In this project, we will create a multi-cloud deployment using Terraform. This project will help you understand how to manage resources across different cloud providers (AWS, Azure, and GCP) using a single Terraform configuration. By the end of this project, you will have a working multi-cloud infrastructure.

Objectives

  • Understand the basics of multi-cloud deployment.
  • Configure Terraform to work with multiple cloud providers.
  • Deploy resources on AWS, Azure, and GCP.
  • Manage and maintain the state of multi-cloud resources.

Prerequisites

  • Basic knowledge of Terraform.
  • Accounts on AWS, Azure, and GCP.
  • Installed and configured Terraform CLI.

Step-by-Step Guide

Step 1: Setting Up Providers

First, we need to configure Terraform to use multiple providers. Create a new directory for your project and a file named main.tf.

# main.tf

# Configure the AWS provider
provider "aws" {
  region = "us-west-2"
}

# Configure the Azure provider
provider "azurerm" {
  features {}
}

# Configure the GCP provider
provider "google" {
  project = "your-gcp-project-id"
  region  = "us-central1"
}

Step 2: Defining Resources

Next, we will define resources for each cloud provider. In this example, we will create an S3 bucket on AWS, a storage account on Azure, and a storage bucket on GCP.

# AWS S3 Bucket
resource "aws_s3_bucket" "example" {
  bucket = "my-terraform-bucket"
  acl    = "private"
}

# Azure Storage Account
resource "azurerm_storage_account" "example" {
  name                     = "examplestorageacct"
  resource_group_name      = "example-resources"
  location                 = "West US"
  account_tier             = "Standard"
  account_replication_type = "LRS"
}

# GCP Storage Bucket
resource "google_storage_bucket" "example" {
  name     = "my-terraform-bucket"
  location = "US"
}

Step 3: Initializing and Applying the Configuration

Initialize the Terraform configuration and apply it to create the resources.
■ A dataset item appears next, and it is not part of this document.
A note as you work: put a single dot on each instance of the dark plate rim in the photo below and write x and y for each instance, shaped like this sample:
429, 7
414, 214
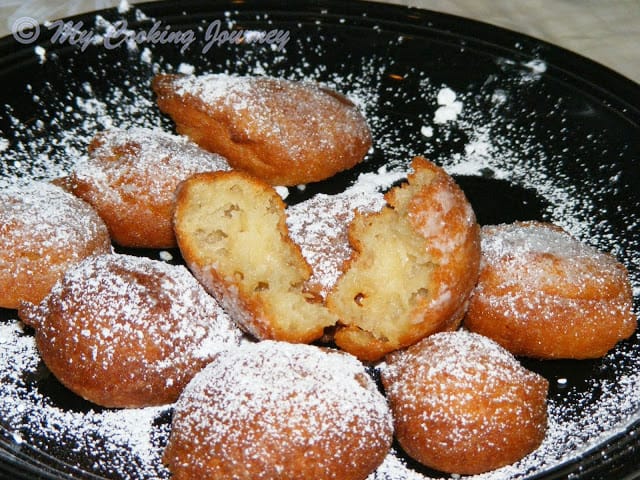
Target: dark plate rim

# Initialize the configuration
terraform init

# Apply the configuration
terraform apply

Step 4: Verifying the Deployment

After applying the configuration, verify that the resources have been created in each cloud provider's console.

Step 5: Managing State

Terraform manages the state of your infrastructure in a state file. For multi-cloud deployments, it's crucial to ensure that the state file is properly managed and stored securely.

Remote State Storage

To store the state file remotely, you can use a backend like AWS S3, Azure Blob Storage, or GCP Cloud Storage. Here is an example of configuring an S3 backend:

# Configure the backend in main.tf
terraform {
  backend "s3" {
    bucket = "my-terraform-state-bucket"
    key    = "global/s3/terraform.tfstate"
    region = "us-west-2"
  }
}

Step 6: Cleaning Up

To clean up the resources created by this project, run the following command:

terraform destroy

Practical Exercise

Exercise 1: Adding More Resources

  1. Add an EC2 instance on AWS, a Virtual Machine on Azure, and a Compute Engine instance on GCP to the existing configuration.
  2. Apply the configuration and verify the resources.

Solution

# AWS EC2 Instance
resource "aws_instance" "example" {
  ami           = "ami-0c55b159cbfafe1f0"
  instance_type = "t2.micro"
}

# Azure Virtual Machine
resource "azurerm_virtual_machine" "example" {
  name                  = "example-vm"
  location              = "West US"
  resource_group_name   = "example-resources"
  network_interface_ids = [azurerm_network_interface.example.id]
  vm_size               = "Standard_DS1_v2"

  storage_os_disk {
    name              = "example-os-disk"
    caching           = "ReadWrite"
    create_option     = "FromImage"
    managed_disk_type = "Standard_LRS"
  }

  storage_image_reference {
    publisher = "Canonical"
    offer     = "UbuntuServer"
    sku       = "18.04-LTS"
    version   = "latest"
  }

  os_profile {
    computer_name  = "hostname"
    admin_username = "adminuser"
    admin_password = "Password1234!"
  }

  os_profile_linux_config {
    disable_password_authentication = false
  }
}

# GCP Compute Engine Instance
resource "google_compute_instance" "example" {
  name         = "example-instance"
  machine_type = "f1-micro"
  zone         = "us-central1-a"

  boot_disk {
    initialize_params {
      image = "debian-cloud/debian-9"
    }
  }

  network_interface {
    network = "default"
    access_config {
      // Ephemeral IP
    }
  }
}

Conclusion

In this project, you learned how to set up a multi-cloud deployment using Terraform. You configured multiple providers, defined resources for each provider, and managed the state of your infrastructure. This project provides a solid foundation for managing multi-cloud environments using Terraform. In the next module, we will explore more advanced Terraform features and best practices.